I quietly stuffed my binder and shirt into my bag. I slipped on my blouse and walked out of the bathroom stall and went to the sink to wash my hands. I felt my phone buzz and pulled it out to see my Mom's text. “I’m here Bella.”
I felt myself cringe as I looked at my girly name. I hated that name so much. A few people called me Bo as a nickname, but I wished I had a more masculine name that was my name, not my nickname.
I walked out of the school and climbed to my mother's car.
“Hey, sweet girl.”
I felt myself cringe again at ‘girl’.
“How was school?”
We stayed quiet for the rest of the ride.
When I got home I finished my homework and put on my headphones to watch YouTube. I watched ftm passing videos and came across a video about a trans girl talking about coming out.
“It was really hard but I told them. I was not the boy they wanted. I told them how I felt and what I planned to do with my life because of this. Luckily my Mom was super supportive, Dad was reluctant but he is slowly getting used to the idea of it.” The YouTuber smiled at the ground. “I was very lucky. But if you aren’t as lucky or haven’t come out yet just know I support you. I support you, many people online support you, and even people in your community support you even if you don’t know it.“
I felt a tap on my shoulder and I turned to see my little sister Tessa. I quickly turned off my tablet
"Mama says it's dinner time."
She looked at my tablet.
"What are you watching?"
At the table, I poked at my vegetables. I wasn't hungry really.
"Beth's bother Tom got killed while he was out of town," Tessa said sitting down at the table. She had a troubled look on her face.
"Do you mean her sister?" My mom said without looking up.
I clenched my fork angerly. Beth was Tessa's best friend and Tom had occasionally hung out with them, my mother had met him several times but my mother always misgendered him on purpose.
Tessa gave her a defeated look. "No. Her brother, the one you met at the concert. He went to the college next to our church."
"Oh, the girl who thinks she is a boy."
"He got killed because he was trans wasn't he," I asked before my mother could say anything else transphobic.
My mom gave me a surprised look. Usually, I stayed out of their conversations.
"Yes," Bella said nervously.
" Well, that was her fault for choosing to be a boy." Mom stood up to put away her plate.
"Do you want me to die then?" I asked abruptly.
Tessa looked at me. My mother gave me a startled look.
"What? Bella, what is she talking about?" My mother was staring at me with a horrified look on her face, I felt my confidence grow.
I felt myself smile, "I'm a boy Mom."
Quite. No one spoke.
"Go to bed Bella." I grabbed my plate a carelessly tossed it into the sink. I turned to Tessa and gave her a confident smile. She smiled back and I knew she would support me no matter what. I was grateful that my family finally knew.

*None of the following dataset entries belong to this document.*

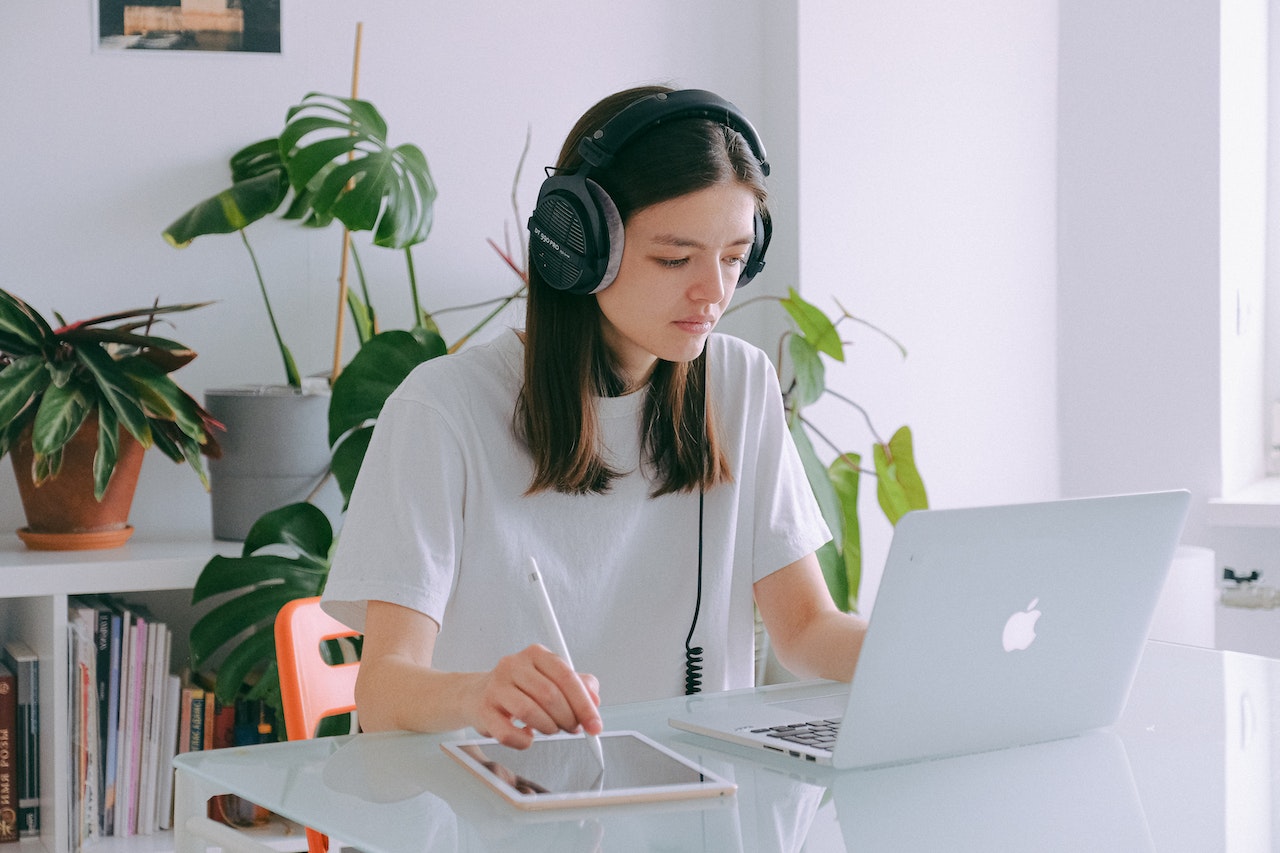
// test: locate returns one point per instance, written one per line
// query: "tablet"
(562, 771)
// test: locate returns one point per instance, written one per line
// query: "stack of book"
(131, 715)
(19, 742)
(124, 707)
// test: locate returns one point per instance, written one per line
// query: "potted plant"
(334, 159)
(78, 405)
(899, 487)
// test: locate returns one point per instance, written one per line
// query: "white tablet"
(562, 771)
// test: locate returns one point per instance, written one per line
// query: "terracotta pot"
(62, 512)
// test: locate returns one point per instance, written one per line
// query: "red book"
(8, 756)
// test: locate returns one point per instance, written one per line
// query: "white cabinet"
(33, 592)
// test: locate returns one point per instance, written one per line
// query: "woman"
(640, 459)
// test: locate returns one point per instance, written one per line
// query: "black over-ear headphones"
(576, 231)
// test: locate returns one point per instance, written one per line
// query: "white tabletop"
(1193, 765)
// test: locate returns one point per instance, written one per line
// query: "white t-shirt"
(439, 521)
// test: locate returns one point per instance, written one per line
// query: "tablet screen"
(563, 770)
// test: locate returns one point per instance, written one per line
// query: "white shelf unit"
(35, 588)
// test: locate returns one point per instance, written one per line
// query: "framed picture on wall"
(236, 26)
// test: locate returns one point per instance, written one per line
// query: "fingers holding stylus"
(538, 689)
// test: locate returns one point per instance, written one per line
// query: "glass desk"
(1193, 765)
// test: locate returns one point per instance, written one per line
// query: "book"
(199, 699)
(119, 817)
(26, 667)
(8, 755)
(169, 748)
(82, 660)
(132, 728)
(113, 724)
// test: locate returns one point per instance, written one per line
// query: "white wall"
(927, 206)
(1138, 246)
(104, 150)
(1027, 204)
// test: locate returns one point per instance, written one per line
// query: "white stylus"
(552, 626)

The next few days were the best in my life. I started going by Samuel and tried to leave my old name behind. Tessa was very respectful and started using my new name and pronouns. I started dressing exactly the way a wanted and even had on my binder at home. I felt free.

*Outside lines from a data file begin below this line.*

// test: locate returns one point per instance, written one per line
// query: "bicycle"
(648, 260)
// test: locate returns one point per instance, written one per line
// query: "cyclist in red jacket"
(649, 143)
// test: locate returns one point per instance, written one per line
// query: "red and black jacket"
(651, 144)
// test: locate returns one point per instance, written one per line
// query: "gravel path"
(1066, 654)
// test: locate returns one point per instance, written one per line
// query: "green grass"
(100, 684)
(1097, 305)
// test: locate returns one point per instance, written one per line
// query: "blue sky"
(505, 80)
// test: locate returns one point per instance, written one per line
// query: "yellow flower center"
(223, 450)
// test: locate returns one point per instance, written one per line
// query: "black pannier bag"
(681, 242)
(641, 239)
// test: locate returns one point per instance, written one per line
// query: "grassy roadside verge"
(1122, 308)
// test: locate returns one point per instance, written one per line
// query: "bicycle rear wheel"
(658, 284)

My mother refused to call me Samuel. She kept calling me her little girl and other girly nicknames. But I didn't care. I knew she would never support this.
About six days after I came out, I found myself in the school's genderneutral bathroom looking in the mirror. I looked at my long blonde hair. Usually, I hid it in a hat but I wanted to change that. I had asked my mother many times if I could get it cut but now that she knew I was trans she refused. I reached into my bag and pulled out my fabric scissors that were for my home economics class.
I started cutting my hair and cut until it was barely three inches long. I looked into the mirror and smiled. The deed was done.
My phone buzzed. "I'm here Bella."
I answered with "Samuel" and quickly put my severed hair into the trash.
I proudly walked outside holding my hat and bag. when I got to the car my mom go stared at me.
"What did you do to your hair?"
"I cut it," I said proudly.
I felt hurt. She would never understand.
It's been five years. I started testosterone and I'm planning to get top surgery soon. I'm going to a college far away from my home state and I haven't regretted it. Here people except me. I have really good friends and a girlfriend who loves me for who I am. I haven't talked to my Mother since I left, but to be honest I don't really care. She never excepted me and I have so many people who do here. I feel loved.